Said this Court in another case:
‘The ultimate purpose of the writ of habeas corpus is to relieve a person from unlawful restraint. It is devised as a speedy relief from unlawful restraint. It is a remedy intended to determine whether the person under detention is held under lawful authority. – (Ngaya-an v. Balweg, 200 SCRA 1489, 154-5, August 5, 1991 per Jaris, J.)’
If the respondents are neither detaining nor restraining the applicant or the person on whose behalf the petition for habeas corpus has been filed, then it should be dismissed. This Court has ruled that this remedy has one objective – to inquire into the cause of detention of a person:
‘The purpose of the writ is to determine whether a person is being illegally deprived of his liberty. If the inquiry reveals the detention is illegal, the court orders the release of the person. If, however, the detention is proven lawful, then the habeas corpus proceedings terminate. The use of habeas corpus is thus very limited. – (Alejano v. Cabuay 468 SCRA 188, 200, August 25 2005per Carpio, J.)’
When the respondents making a return of the writ state that they have never had custody over the person who is the subject of the writ, the petition must be dismissed, in the absence of definite evidence to the contrary.””
In the present application, for writ of habeas corpus to issue, it was required to be established on behalf of the Applicants, that the Applicants were being unlawfully detained by the police or by a government agency. It has not been established to the satisfaction of this court that the Applicants are in custody of or are being detained by the police or any other government agency. It was alleged that the Applicants could be in the custody of the National Intelligence Service. No cogent evidence was placed before this court to support this allegation. This court considers such assertion to be merely speculative and devoid of any truth. This court is satisfied that the State has placed evidence before it that the Applicants are not in its custody. There was no reason put forward by the families of the Applicants which would lead this court to the conclusion that the State was holding the Applicants in its custody. What is clear, however, is that the Applicants’ disappearance may be connected with the fluid political situation in South Sudan particularly in relation to the South Sudanese current political difference between the leading political players. The police should investigate this angle.

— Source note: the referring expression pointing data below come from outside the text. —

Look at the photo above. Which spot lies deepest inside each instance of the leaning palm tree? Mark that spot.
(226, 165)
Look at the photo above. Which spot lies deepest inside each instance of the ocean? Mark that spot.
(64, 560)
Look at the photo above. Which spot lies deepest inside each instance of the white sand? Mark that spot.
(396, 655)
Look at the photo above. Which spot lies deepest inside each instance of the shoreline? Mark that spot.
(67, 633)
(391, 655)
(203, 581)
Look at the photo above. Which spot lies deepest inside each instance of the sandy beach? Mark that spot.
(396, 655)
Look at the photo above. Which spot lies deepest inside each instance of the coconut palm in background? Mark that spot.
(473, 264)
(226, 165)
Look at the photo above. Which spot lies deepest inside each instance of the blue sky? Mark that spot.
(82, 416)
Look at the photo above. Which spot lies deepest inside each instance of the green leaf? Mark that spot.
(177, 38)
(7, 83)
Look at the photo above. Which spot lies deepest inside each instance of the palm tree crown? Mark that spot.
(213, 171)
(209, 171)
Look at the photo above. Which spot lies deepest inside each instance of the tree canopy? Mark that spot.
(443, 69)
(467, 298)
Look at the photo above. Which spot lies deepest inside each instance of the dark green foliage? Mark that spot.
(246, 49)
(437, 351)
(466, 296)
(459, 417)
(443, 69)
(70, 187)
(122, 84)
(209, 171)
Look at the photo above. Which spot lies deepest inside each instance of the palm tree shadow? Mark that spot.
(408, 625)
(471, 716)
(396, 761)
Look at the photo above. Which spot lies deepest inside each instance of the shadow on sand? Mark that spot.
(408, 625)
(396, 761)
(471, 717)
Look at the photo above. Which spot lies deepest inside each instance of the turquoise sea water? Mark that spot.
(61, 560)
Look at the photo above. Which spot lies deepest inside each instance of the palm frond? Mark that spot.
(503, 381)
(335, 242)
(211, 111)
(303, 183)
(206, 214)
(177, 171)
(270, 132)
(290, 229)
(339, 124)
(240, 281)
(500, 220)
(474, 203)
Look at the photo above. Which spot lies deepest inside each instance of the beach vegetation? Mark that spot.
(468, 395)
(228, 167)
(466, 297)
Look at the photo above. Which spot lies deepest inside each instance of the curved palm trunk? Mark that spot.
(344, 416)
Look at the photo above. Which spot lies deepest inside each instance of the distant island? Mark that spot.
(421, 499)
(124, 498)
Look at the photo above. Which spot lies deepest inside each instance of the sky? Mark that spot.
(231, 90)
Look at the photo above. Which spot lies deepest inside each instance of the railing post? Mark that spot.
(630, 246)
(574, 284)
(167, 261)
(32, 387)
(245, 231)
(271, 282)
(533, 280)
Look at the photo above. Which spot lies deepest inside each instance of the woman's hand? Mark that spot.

Having carefully evaluated the facts of this case, this court concludes that the Applicants’ disappearance is as a result of foul play by persons for the time being unknown. The Applicants’ disappearance is a criminal act of abduction which the police should thoroughly investigate. There is no evidence placed before this court that the government of Kenya or its security agents had anything to do with the disappearance of the Applicants. The government of Kenya, on the face of it, has nothing to gain from the Applicants’ disappearance. In fact, since it was served, the government of Kenya, and specifically the police has complied with the directions issued by the court in regard to the investigations of the disappearance of the Applicants.
In the premises therefore, this court reach the determination that the application of habeas corpus cannot in the circumstances of this application be granted. The Applicants are not in the custody of the police or any government agency in Kenya. The Applicants’ disappearance can only be as a result of a criminal act of abduction by persons for the time being unknown which the police should investigate. It is so ordered.